Sen. Greg Taylor, D-Indianapolis, challenged Tomes to identify the number of attacks on legislators or staff at the Capitol since he became a member of the Legislature. Tomes said he wasn’t aware of any, but he said crime was expected to rise in Indianapolis. “In this area, there is trouble out and about,” he said.

“As someone from a minority persuasion,” Taylor said, “if I walk in this building with a gun, I still get stopped by security, senator, it is the day and time we live in.” He said the legislation “is a scary proposition for me.”

“I know what carrying a firearm can lead to, even by a law-abiding citizen,” he said.

Committee Chairman Sen. Brent Steele, R-Bedford, a co-author of the bill, said that as a senator, Taylor wouldn’t go through metal detectors at the Statehouse as the public does, and he wouldn’t be subjected to a search.

But Taylor said that wasn’t his point. “If I said I had a firearm when the police stop me, it will be a totally different situation,” he said. “I’m the spitting image of, it does happen.”

Taylor also asked whether other statehouse denizens such as lawyers and lobbyists should be permitted to carry weapons in the Capitol. “It would be nice,” Tomes said. “Where’s the limit? I don’t know.”
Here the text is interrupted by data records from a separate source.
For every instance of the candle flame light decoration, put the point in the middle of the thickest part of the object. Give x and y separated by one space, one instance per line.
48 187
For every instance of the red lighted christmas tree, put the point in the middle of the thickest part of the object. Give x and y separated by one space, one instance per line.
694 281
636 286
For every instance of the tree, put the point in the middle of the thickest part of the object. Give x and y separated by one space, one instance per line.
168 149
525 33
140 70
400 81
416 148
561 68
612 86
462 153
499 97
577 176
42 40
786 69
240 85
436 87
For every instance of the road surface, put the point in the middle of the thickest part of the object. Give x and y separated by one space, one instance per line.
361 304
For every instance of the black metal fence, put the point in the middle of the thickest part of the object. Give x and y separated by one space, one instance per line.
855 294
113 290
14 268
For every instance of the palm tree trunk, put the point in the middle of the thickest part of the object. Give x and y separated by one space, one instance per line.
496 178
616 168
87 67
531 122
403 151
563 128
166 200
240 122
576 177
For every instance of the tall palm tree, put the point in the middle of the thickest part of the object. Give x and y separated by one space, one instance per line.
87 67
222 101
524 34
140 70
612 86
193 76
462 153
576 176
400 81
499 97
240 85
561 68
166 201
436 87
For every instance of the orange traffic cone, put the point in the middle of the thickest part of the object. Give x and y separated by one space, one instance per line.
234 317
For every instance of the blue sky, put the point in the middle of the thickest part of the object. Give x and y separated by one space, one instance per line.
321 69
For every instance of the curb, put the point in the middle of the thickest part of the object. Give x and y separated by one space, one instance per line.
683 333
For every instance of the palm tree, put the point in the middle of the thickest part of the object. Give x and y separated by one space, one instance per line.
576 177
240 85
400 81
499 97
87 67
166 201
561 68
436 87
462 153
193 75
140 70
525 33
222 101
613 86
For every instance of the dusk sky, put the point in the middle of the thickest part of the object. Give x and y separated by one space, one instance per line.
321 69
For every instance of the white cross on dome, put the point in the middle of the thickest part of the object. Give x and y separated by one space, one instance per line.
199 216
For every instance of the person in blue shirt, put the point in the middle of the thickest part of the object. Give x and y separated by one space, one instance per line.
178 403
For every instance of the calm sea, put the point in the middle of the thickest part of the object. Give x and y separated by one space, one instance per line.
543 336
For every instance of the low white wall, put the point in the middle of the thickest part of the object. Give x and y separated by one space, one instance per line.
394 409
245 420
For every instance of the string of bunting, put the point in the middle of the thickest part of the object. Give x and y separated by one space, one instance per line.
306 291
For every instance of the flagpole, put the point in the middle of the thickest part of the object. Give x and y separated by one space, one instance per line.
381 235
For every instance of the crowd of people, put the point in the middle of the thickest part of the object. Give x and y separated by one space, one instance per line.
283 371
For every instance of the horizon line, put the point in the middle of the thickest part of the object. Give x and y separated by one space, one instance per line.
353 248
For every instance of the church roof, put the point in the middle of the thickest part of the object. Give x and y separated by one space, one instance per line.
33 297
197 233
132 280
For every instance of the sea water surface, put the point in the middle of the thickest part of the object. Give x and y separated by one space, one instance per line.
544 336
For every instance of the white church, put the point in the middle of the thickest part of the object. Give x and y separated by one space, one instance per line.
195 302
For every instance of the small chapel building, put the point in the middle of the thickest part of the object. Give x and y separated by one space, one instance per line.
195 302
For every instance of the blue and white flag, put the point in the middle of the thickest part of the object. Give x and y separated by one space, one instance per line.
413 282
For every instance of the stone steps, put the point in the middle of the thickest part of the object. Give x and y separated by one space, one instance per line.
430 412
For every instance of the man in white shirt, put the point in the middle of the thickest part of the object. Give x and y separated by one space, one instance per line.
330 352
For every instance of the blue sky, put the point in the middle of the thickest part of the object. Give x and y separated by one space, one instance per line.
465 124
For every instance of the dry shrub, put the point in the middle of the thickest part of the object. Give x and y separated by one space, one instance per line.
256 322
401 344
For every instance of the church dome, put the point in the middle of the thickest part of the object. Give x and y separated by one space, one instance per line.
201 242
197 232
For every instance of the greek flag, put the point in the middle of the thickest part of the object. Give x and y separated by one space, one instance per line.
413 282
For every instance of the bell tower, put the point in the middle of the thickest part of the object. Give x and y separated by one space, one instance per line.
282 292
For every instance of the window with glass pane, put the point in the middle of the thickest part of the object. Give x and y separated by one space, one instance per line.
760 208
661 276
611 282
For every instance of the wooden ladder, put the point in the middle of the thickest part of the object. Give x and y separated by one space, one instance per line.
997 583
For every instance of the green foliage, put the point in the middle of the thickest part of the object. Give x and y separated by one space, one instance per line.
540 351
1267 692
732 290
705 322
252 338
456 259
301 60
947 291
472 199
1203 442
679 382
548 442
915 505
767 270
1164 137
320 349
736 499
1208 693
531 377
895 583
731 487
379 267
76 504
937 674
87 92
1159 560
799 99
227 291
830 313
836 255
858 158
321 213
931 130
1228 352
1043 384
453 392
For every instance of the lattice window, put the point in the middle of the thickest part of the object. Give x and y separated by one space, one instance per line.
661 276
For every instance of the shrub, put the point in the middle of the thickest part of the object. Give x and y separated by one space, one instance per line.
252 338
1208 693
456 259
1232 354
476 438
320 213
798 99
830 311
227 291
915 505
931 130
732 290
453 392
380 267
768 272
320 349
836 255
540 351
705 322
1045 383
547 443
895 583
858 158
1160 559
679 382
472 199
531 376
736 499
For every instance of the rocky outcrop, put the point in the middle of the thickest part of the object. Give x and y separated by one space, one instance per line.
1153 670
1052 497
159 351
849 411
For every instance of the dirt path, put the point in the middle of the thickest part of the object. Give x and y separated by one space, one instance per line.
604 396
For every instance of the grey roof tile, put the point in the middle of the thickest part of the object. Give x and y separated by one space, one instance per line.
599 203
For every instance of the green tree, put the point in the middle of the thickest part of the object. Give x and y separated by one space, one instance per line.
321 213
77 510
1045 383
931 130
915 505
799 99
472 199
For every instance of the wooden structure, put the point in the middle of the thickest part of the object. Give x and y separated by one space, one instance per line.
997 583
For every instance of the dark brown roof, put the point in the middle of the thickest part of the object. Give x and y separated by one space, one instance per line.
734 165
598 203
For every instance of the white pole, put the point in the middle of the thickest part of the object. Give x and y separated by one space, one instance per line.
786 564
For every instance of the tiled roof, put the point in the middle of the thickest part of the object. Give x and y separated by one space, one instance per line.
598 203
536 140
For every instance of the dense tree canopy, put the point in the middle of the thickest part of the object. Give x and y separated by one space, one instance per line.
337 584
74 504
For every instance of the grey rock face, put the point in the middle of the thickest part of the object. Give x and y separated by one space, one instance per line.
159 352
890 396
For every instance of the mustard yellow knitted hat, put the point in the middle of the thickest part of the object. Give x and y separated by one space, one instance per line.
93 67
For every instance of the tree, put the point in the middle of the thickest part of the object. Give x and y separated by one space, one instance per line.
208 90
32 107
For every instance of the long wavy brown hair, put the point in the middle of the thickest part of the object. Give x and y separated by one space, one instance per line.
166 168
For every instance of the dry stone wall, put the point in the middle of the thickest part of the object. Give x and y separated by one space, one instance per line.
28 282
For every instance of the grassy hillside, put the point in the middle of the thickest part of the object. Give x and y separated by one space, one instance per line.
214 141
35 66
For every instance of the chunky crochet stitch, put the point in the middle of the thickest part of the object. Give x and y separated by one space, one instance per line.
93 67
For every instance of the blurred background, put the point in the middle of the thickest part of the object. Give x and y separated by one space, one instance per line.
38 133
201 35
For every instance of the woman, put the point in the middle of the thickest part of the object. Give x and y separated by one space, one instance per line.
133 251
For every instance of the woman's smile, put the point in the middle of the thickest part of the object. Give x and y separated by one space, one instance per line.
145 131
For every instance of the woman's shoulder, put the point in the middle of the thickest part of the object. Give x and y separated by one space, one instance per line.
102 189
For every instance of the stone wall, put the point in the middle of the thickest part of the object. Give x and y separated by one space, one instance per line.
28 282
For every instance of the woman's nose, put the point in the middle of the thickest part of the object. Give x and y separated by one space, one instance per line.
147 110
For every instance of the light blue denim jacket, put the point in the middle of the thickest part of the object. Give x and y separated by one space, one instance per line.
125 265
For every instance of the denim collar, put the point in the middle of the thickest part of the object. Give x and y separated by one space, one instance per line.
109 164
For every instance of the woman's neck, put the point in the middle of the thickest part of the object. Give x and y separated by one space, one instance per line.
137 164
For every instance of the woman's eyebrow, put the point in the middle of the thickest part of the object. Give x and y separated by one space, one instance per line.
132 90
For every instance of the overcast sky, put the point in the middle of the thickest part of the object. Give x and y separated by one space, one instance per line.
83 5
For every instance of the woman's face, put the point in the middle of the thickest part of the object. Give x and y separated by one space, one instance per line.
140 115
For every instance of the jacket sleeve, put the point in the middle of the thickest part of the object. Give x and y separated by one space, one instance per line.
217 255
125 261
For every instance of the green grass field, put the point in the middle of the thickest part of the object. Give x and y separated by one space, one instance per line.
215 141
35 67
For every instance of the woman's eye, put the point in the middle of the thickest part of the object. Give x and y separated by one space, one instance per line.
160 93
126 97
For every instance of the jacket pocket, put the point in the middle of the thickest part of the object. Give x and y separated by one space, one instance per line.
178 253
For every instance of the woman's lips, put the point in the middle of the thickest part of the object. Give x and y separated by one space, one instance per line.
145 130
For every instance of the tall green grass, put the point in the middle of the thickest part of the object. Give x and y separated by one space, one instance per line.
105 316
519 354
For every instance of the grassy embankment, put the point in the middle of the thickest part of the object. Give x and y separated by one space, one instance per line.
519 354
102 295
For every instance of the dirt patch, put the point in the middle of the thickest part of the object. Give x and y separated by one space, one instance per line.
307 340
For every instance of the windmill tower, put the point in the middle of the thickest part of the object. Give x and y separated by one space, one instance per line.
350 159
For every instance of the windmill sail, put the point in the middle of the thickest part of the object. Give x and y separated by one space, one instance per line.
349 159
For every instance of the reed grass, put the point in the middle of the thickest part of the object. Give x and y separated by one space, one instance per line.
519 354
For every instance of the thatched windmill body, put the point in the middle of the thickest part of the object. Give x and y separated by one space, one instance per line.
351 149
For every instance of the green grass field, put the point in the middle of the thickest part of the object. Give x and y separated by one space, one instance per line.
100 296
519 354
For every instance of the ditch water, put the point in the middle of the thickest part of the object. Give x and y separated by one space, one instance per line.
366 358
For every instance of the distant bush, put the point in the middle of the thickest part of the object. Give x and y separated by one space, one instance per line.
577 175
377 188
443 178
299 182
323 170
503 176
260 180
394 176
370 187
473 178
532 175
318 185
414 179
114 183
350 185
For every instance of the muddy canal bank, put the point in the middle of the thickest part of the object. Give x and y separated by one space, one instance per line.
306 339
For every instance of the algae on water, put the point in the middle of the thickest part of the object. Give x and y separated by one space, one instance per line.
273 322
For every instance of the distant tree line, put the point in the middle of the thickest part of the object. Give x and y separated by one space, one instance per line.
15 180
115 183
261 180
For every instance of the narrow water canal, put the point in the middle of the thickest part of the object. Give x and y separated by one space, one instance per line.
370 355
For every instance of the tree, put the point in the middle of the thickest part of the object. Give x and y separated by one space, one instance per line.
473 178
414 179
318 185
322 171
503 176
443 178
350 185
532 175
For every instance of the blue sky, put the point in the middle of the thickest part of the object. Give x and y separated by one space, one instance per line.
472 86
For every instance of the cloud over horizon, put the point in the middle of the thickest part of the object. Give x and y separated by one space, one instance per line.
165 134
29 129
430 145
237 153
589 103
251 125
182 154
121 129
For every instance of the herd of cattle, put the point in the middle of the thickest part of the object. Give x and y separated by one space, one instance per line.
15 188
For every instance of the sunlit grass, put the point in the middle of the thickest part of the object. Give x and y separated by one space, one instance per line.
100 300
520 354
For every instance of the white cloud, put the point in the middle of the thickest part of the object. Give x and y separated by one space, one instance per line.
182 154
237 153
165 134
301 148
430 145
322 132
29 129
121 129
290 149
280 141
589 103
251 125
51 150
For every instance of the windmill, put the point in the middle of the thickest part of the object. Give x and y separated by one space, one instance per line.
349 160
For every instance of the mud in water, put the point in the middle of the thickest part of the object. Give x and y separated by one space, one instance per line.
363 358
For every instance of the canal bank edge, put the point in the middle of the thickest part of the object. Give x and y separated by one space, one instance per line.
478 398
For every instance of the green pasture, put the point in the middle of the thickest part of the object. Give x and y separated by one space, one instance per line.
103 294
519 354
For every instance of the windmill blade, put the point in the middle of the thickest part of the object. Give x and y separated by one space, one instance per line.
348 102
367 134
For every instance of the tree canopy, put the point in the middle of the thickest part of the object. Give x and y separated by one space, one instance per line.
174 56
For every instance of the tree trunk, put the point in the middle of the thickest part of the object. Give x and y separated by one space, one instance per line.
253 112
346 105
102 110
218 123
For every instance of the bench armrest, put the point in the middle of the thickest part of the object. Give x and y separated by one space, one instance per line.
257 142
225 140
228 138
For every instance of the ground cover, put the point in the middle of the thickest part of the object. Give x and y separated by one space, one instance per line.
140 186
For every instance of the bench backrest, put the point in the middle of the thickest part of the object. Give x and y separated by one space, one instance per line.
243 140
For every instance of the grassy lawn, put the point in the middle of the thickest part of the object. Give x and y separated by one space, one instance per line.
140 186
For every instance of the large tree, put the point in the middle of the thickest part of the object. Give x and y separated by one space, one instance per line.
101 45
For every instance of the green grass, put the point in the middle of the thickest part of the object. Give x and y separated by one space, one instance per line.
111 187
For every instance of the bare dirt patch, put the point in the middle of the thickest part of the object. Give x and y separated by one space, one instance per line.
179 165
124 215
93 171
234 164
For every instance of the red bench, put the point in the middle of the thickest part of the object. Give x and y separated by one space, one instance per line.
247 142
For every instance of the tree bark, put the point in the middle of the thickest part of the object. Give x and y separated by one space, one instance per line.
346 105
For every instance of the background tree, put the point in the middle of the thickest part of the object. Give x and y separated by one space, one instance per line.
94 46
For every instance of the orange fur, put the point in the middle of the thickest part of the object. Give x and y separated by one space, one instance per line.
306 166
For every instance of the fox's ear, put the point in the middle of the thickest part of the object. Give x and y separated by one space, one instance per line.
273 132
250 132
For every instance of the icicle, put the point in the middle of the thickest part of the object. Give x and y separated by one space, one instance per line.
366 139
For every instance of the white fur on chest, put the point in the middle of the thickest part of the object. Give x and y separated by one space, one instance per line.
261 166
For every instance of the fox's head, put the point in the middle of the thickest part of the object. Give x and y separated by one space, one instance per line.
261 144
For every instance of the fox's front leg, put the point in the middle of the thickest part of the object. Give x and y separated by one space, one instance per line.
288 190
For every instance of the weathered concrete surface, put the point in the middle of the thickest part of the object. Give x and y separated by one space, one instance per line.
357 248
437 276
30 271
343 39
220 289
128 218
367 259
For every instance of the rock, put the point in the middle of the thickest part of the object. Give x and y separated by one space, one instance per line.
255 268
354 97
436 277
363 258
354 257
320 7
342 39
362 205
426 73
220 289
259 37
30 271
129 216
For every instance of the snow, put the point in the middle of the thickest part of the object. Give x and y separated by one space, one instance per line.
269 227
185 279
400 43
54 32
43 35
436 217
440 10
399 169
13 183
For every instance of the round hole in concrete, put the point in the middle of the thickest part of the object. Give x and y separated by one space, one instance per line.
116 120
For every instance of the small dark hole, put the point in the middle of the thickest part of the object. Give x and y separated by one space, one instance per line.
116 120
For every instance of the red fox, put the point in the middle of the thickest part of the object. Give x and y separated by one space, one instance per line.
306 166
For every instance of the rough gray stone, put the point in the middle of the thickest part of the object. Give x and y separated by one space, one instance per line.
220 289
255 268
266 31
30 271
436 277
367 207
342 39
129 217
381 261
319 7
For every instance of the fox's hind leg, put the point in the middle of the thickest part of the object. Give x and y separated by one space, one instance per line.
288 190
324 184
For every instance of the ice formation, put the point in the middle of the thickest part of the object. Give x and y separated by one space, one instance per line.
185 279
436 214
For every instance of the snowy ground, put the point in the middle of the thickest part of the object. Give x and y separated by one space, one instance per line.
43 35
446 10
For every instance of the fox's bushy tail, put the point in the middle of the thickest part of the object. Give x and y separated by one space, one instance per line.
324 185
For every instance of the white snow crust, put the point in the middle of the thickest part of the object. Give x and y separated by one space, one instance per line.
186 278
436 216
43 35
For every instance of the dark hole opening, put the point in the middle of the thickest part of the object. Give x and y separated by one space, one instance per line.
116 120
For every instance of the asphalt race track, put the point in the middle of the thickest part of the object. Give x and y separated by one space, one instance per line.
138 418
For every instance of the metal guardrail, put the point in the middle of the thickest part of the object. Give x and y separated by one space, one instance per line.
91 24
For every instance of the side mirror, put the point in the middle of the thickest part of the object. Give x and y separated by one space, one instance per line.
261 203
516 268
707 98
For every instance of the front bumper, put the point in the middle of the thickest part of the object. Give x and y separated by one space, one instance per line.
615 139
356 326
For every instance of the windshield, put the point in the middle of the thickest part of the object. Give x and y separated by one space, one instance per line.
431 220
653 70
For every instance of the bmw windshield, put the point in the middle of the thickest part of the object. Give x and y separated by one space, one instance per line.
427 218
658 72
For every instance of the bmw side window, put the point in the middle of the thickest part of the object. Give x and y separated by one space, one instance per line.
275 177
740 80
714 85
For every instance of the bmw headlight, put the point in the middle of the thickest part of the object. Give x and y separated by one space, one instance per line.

Sen. Lonnie Randolph, D-East Chicago, also was troubled by the bill. He said a general ban on statehouse staffers carrying firearms was adopted in the 1990s after a rash of shootings in government offices nationwide.

“There were discussions about security at the Statehouse here,” Randolph said. “Sometimes people get heated, they get mad, and an irrational person might reach for a sidearm.”

Randolph also said given police shootings of law-abiding black citizens who were carrying guns in Chicago and elsewhere around the country, he couldn’t support the bill in the current climate.

Sen. John Broden, D-South Bend, also voted against the bill.

Tomes also is the author of another gun-related bill, SB 36, that would remove alcohol abusers from the list of those not considered proper people to receive a permit to carry a handgun.

The bill had been scheduled to be heard by the committee Wednesday after it was continued following a contentious hearing last week, but it was withdrawn from the panel’s agenda. The proposal has not been rescheduled for a committee vote.